Foreach Collection Properties Editor

Foreach Variable Mapping
Next, drag the data flow task into the foreach container as shown below.

Foreach Container with Data Flow Task
Now, right click on the name of the Flat File Connection Manager in the bottom panel and select properties. You will see the properties window for this object in the right hand panel (usually the bottom half of this panel) of BIDS. Click on the ellipsis '...' symbol next to the connection String Property. An expression dialogue opens up. Now, map the connection string property to the variable you created earlier and click OK. You should see the value of the first file in your list in the Connection String box. Now, your package will take input from each author*.txt file in turn as the flat file connection manager for the source refers to a dynamic variable rather than a single source. Save the package. Build it using the top bar 'Build' menu.

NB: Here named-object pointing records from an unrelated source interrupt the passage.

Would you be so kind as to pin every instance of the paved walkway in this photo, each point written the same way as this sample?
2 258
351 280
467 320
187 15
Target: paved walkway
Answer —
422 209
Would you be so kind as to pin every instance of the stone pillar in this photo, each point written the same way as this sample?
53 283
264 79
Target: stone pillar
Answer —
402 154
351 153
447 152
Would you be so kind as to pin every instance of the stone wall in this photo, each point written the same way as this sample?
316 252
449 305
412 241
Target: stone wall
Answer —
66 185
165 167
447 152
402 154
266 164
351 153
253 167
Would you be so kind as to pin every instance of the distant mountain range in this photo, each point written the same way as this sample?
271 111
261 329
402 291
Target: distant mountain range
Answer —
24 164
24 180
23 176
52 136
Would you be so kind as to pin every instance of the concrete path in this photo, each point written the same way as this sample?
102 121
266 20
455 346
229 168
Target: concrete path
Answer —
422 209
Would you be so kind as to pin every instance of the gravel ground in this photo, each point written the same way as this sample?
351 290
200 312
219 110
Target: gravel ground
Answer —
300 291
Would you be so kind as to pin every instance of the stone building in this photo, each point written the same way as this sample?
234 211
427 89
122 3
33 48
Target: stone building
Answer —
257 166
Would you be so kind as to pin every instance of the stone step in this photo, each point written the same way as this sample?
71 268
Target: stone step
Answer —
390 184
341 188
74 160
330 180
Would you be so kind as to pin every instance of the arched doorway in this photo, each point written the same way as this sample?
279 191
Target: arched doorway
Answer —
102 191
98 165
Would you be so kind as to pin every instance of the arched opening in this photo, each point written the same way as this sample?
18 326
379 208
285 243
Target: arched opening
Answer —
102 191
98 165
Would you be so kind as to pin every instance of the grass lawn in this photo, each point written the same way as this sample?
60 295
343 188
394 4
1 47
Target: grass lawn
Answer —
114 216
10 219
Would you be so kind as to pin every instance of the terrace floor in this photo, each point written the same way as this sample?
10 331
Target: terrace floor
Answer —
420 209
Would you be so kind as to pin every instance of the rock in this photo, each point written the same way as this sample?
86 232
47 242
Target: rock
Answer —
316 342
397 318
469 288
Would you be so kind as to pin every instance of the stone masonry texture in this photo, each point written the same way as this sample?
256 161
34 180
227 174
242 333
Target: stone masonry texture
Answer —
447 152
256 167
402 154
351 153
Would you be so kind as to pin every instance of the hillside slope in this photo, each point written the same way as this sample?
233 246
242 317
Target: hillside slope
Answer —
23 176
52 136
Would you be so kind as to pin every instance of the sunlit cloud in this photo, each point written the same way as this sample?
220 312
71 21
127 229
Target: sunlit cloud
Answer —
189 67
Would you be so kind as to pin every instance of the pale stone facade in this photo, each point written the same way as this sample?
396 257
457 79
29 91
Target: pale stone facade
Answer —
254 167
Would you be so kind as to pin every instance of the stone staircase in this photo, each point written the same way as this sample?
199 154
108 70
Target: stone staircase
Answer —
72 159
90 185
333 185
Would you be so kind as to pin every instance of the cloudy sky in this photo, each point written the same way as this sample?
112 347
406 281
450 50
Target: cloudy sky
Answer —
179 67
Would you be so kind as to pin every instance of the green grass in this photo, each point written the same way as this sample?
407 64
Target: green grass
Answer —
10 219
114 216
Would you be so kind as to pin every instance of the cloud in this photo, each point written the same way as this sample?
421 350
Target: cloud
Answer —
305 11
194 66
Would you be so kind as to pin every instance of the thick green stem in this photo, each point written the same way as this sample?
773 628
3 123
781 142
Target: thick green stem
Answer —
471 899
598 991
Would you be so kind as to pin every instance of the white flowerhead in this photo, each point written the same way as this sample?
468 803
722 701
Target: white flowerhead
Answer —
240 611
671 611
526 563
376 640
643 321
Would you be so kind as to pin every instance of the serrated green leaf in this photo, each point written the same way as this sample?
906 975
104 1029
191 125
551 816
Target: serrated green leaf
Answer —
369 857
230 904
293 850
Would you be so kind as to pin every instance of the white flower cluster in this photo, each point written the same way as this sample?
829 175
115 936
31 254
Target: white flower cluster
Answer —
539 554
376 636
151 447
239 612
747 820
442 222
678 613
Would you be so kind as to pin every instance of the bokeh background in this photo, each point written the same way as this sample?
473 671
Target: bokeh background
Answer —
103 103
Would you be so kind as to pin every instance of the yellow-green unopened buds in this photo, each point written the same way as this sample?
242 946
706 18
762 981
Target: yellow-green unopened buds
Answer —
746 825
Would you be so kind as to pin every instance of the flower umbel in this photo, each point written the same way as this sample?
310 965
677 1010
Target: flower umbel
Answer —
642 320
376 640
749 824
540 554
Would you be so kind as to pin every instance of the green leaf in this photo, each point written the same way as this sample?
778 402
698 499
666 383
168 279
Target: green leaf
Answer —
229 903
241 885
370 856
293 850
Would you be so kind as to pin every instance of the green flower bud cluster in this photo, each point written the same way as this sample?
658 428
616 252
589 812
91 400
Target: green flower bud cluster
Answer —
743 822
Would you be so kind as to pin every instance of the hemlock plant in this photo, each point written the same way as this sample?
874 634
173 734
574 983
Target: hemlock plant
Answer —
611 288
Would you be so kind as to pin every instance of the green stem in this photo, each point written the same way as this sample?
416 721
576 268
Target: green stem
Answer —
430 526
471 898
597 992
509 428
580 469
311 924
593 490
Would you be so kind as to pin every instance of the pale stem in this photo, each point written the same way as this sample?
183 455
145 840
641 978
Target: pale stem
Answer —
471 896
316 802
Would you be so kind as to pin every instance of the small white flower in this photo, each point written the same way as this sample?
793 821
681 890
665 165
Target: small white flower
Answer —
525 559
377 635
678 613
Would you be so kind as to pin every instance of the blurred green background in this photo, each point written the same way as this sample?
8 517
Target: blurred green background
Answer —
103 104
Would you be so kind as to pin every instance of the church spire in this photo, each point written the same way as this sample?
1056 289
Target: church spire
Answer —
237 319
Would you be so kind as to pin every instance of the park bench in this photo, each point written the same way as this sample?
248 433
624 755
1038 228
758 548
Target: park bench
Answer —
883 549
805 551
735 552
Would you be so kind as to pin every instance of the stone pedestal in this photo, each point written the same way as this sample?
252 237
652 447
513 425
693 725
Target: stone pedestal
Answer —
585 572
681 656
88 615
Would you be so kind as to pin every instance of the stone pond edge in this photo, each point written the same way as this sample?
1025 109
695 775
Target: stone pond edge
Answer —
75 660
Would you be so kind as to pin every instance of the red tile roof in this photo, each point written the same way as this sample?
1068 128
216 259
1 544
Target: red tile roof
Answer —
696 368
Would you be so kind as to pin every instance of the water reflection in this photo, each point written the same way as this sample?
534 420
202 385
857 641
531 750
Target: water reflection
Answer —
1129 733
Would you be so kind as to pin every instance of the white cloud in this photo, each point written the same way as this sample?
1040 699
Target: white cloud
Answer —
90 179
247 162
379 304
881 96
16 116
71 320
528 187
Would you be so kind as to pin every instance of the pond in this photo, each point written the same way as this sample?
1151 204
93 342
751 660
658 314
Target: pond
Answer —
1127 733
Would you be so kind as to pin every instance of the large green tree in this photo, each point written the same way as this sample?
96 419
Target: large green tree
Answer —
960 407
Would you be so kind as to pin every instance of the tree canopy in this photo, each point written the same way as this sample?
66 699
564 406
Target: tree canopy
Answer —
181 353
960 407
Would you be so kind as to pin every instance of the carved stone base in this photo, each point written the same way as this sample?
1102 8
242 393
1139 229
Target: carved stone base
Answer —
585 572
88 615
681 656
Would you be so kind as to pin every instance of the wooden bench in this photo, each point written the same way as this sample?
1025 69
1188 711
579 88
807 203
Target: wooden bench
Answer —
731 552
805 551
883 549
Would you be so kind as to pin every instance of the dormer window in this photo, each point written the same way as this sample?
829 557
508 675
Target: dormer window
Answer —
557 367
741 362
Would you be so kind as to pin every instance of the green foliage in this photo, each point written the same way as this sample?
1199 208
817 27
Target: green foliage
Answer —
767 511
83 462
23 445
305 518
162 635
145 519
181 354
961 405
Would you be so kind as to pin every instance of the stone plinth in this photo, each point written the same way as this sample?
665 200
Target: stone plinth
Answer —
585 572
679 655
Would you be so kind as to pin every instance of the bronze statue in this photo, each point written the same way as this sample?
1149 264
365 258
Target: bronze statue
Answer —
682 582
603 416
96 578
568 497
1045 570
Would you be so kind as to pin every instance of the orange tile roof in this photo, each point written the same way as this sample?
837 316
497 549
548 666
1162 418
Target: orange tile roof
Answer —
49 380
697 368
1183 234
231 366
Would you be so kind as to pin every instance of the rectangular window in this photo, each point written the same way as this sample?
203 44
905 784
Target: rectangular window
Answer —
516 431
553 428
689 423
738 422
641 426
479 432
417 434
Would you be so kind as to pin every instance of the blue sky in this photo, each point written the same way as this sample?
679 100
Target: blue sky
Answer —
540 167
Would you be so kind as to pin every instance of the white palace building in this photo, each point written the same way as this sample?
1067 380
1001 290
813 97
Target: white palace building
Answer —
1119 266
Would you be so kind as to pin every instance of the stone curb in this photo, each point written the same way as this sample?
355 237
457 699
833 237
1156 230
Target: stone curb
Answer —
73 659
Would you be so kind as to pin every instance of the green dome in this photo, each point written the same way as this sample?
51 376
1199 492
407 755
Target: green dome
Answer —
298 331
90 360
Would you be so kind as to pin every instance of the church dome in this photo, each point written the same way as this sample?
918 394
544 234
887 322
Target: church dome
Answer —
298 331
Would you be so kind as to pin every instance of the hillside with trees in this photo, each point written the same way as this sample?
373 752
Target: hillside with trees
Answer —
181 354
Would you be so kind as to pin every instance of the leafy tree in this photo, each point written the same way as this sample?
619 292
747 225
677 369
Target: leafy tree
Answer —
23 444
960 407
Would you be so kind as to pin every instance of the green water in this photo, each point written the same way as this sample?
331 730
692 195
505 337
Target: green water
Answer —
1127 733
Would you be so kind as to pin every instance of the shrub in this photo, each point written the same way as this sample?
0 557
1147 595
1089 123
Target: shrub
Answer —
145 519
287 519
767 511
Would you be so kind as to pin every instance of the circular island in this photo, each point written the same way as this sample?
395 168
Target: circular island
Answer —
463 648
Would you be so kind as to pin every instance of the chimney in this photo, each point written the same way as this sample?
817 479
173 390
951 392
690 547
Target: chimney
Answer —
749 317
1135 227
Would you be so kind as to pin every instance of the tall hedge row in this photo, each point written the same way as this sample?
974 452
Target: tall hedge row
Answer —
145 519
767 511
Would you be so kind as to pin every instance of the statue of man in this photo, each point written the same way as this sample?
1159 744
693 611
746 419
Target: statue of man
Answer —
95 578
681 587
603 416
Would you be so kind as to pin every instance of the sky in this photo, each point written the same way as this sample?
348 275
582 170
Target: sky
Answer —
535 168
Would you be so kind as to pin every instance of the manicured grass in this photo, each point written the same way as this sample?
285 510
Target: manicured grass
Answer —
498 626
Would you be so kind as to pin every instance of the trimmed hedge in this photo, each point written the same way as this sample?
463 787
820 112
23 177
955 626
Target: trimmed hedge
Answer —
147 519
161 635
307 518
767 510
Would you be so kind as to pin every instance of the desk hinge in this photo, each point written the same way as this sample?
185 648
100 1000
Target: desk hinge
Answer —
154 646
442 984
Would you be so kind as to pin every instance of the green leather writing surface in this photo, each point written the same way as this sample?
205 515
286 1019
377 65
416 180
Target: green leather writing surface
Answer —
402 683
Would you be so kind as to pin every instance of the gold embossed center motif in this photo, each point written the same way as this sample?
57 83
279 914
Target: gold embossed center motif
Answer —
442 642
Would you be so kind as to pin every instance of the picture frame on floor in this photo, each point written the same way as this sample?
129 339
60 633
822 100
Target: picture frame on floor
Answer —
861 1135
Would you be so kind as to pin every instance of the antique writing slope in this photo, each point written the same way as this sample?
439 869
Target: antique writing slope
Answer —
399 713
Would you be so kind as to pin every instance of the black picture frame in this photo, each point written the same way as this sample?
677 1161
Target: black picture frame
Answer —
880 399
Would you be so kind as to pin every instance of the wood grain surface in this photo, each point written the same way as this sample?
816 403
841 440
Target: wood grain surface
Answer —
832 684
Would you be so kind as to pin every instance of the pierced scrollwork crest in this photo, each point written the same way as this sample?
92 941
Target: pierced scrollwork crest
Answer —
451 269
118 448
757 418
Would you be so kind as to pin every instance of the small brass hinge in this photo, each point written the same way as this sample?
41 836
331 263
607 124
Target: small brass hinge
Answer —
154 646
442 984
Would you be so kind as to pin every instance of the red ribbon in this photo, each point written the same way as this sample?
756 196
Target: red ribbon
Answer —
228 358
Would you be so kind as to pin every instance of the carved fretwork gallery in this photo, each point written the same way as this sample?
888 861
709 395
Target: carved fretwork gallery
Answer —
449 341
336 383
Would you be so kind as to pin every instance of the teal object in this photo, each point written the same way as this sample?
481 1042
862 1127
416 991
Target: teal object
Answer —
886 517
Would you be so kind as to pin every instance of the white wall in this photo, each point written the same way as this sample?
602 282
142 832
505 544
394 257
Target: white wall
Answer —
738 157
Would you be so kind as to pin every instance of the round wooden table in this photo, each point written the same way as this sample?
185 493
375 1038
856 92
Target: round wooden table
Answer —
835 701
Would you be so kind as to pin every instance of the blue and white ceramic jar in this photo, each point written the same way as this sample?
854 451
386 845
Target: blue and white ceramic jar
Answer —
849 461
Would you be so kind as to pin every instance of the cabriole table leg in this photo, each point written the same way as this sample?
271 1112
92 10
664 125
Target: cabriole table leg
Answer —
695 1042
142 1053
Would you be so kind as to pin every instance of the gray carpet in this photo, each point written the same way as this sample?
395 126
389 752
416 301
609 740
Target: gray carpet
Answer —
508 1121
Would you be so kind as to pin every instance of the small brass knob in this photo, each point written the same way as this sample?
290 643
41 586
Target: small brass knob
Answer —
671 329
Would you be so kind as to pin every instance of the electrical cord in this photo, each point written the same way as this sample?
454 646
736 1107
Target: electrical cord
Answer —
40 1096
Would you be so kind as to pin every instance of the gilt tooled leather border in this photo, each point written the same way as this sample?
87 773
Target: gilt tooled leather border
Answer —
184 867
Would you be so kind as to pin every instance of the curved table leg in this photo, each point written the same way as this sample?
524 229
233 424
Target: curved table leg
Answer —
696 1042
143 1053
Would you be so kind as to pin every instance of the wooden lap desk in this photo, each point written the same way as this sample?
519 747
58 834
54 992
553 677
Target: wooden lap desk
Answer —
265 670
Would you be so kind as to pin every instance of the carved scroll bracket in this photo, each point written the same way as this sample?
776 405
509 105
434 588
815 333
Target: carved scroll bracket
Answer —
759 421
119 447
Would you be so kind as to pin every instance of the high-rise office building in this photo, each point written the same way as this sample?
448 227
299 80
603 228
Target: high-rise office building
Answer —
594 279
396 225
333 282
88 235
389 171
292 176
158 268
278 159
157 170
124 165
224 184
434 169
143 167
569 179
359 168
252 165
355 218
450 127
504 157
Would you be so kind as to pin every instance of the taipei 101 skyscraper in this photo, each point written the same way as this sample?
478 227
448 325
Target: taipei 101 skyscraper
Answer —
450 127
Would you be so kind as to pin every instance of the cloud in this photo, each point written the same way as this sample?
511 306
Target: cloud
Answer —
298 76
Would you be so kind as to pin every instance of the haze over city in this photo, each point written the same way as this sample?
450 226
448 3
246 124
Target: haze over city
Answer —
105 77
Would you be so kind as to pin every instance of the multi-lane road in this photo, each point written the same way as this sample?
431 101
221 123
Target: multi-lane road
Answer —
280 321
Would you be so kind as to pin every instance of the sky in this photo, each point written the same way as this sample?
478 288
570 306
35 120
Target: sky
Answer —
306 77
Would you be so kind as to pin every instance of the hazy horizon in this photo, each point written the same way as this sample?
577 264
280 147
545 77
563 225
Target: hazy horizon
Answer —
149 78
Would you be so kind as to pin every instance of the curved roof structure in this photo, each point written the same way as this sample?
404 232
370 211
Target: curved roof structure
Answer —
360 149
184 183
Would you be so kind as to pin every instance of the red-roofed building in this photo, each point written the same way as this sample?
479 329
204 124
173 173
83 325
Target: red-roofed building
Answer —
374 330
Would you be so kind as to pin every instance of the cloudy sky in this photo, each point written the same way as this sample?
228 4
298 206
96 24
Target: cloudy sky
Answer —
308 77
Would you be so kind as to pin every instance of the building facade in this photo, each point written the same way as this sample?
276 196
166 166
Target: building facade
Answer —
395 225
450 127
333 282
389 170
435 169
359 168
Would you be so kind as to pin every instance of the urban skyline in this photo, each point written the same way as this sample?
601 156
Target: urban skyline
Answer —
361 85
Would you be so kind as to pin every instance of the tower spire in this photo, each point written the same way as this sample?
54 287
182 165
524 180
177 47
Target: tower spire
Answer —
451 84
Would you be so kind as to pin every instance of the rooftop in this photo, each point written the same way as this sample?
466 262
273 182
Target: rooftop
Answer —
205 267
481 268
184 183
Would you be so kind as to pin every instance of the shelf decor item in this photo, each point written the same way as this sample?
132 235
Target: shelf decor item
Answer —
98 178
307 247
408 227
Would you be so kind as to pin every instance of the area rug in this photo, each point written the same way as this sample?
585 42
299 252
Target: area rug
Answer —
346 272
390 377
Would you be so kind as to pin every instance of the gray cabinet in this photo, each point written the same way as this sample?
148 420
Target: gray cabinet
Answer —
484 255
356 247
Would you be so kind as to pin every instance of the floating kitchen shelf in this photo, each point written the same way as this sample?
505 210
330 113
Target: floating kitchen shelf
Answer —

Properties of Flat File Connection Manager

Set ConnectionString to Dynamic Variable.
A DBA may expect another process to add data files to a certain location at specific times during the day. To create a job that runs the package automatically at set intervals of time, open management studio, connect to the default database (the database that contains the author table we created earlier) and expand the SQL Server Agent. Right-click Jobs and then click New. In the new job dialogue, select 'Enabled'.
Enter a suitable name next to 'Step Name' and select 'SQL Server Integration Services package execution' from the 'Type' list. Click on the general tab and use file system as the package source. Click the ellipsis '...' icon next to package and browse to the location where you saved the package. Select the Windows account you normally connect to and administer your database from the 'Run as' list. Click 'OK' to Save your job with an appropriate name. Refresh to see your new job under the 'Jobs' folder
Right click on your new job and click on properties. Select the 'Schedules' tab. Click New. Type a name for the schedule. Enable the job by clicking the 'Enable box' if it is not already checked by default. Click the 'Recurring' radio button. Click 'change...' and enter the appropriate values in the Frequency, Daily Frequency, and Duration groups. Apply the changes and save your job by clicking OK.
This tutorial should have given you a basic understanding of the capabilities of SSIS. Typical SSIS packages are many times more complex than ours. Logging on or executing on failure links may be used to handle task failure. Processed files may be moved to a separate folder or even deleted in order to prevent duplicate inserts. Several tasks may be sequentially connected to create a regular program flow.